The vibration of the diaphragm 10 described above will be described further in detail.

Since the stiffness of the internal support 12 is set to be greater than that of the external support 14, the rigidity of the internal support 12 is greater than that of the external support 14. Hence, the vibration of the small-diameter voice coil unit 50 located close to the internal support 12 with the higher rigidity is smaller than that of the large-diameter voice coil unit 55 located close to the external support 14 with the lower rigidity, thereby reducing the influence of the vibration by the small-diameter voice coil unit 50 on the vibration of the large-diameter voice coil unit 55. Also, since the rigidity of the internal support 12 located close to the small-diameter voice coil unit 50 is comparatively large, it is difficult for the vibration of the small-diameter voice coil unit 50 to be affected by the vibration of the large-diameter voice coil unit 55.

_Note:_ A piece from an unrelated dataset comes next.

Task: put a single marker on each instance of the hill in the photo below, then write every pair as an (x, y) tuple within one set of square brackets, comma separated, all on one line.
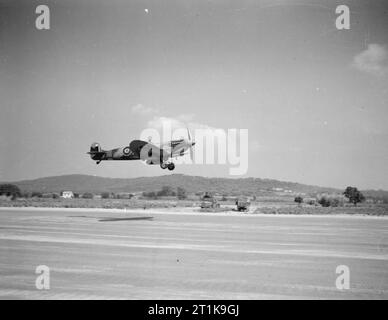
[(193, 184)]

In such a manner, the influence of the vibration by the small-diameter voice coil unit 50 on the vibration by the large-diameter voice coil unit 55 is reduced while it is difficult for the vibration of the small-diameter voice coil unit 50 to be affected by the vibration of the large-diameter voice coil unit 55, so that the mutual interference between the vibration by the small-diameter voice coil unit 50 and the vibration by the large-diameter voice coil unit 55 is reduced. As a result, the resonance and the distortion due to the mutual interference between these vibrations can be suppressed, obtaining stable acoustic characteristics over a comparatively wide range of the frequency band, as shown in FIG. 8.

Even at a comparatively high frequency band, where the vibration amplitude is reduced, the acoustic pressure level is not substantially reduced in comparison with that at a comparatively low frequency band. Hence, although the vibration at a comparatively high frequency band by the small-diameter voice coil unit 50 is comparatively small, the acoustic pressure level required for that frequency level can be obtained.

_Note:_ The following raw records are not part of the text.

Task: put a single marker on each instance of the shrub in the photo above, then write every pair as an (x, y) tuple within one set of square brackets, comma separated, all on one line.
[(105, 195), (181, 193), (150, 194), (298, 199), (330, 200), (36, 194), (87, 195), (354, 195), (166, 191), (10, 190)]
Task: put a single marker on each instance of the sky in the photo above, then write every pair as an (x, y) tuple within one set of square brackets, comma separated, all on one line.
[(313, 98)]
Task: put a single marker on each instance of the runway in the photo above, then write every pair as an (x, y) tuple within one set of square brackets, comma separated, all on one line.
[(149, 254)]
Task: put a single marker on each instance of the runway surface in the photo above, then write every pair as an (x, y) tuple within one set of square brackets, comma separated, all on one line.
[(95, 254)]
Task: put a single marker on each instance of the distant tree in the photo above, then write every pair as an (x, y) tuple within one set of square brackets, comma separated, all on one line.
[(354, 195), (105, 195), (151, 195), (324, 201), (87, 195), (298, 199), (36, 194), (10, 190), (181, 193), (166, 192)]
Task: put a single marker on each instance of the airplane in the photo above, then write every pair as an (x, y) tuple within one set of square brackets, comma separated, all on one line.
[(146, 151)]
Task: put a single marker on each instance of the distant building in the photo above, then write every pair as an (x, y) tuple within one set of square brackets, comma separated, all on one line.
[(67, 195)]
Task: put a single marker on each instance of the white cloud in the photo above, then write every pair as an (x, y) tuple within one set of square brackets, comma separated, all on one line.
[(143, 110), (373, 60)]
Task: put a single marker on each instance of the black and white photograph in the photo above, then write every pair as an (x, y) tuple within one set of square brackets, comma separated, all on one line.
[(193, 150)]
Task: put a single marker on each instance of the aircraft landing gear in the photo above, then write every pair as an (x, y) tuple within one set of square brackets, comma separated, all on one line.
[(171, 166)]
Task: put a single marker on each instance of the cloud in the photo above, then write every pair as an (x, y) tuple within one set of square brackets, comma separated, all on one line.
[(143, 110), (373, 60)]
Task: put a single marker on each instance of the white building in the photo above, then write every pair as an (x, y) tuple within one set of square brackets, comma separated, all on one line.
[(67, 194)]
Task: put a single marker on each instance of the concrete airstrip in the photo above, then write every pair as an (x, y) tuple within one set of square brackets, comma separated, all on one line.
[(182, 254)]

According to the embodiment described above, by reducing the curvature radius of the internal support 12 to be smaller than that of the external support 14, the stiffness of the internal support 12 is greater than that of the external support 14; alternatively, the stiffness of the internal support 12 may be increased to be greater than that of the external support 14 by changing shapes other the curvature radius or by changing the material.

As described above, the speaker according to the present invention has advantages that the large-diameter voice coil unit and the small-diameter voice coil unit can be appropriately arranged within their respective magnetic gaps, and that the mutual interference between the vibration by the small-diameter voice coil unit and the vibration by the large-diameter voice coil unit can be minimized, reducing the distortion of frequency characteristics of output sound.

The speaker manufacturing method according to the present invention has an advantage that a speaker having two voice coils coaxially arranged with diameters different from each other can be easily manufactured.

While there has been illustrated and described what is at present contemplated to be preferred embodiments of the present invention, it will be understood by those skilled in the art that various changes and modifications may be made, and equivalents may be substituted for elements thereof without departing from the true scope of the invention. In addition, many modifications may be made to adapt a particular situation to the teachings of the invention without departing from the central scope thereof. Therefore, it is intended that this invention not be limited to the particular embodiments disclosed, but that the invention will include all embodiments falling within the scope of the appended claims.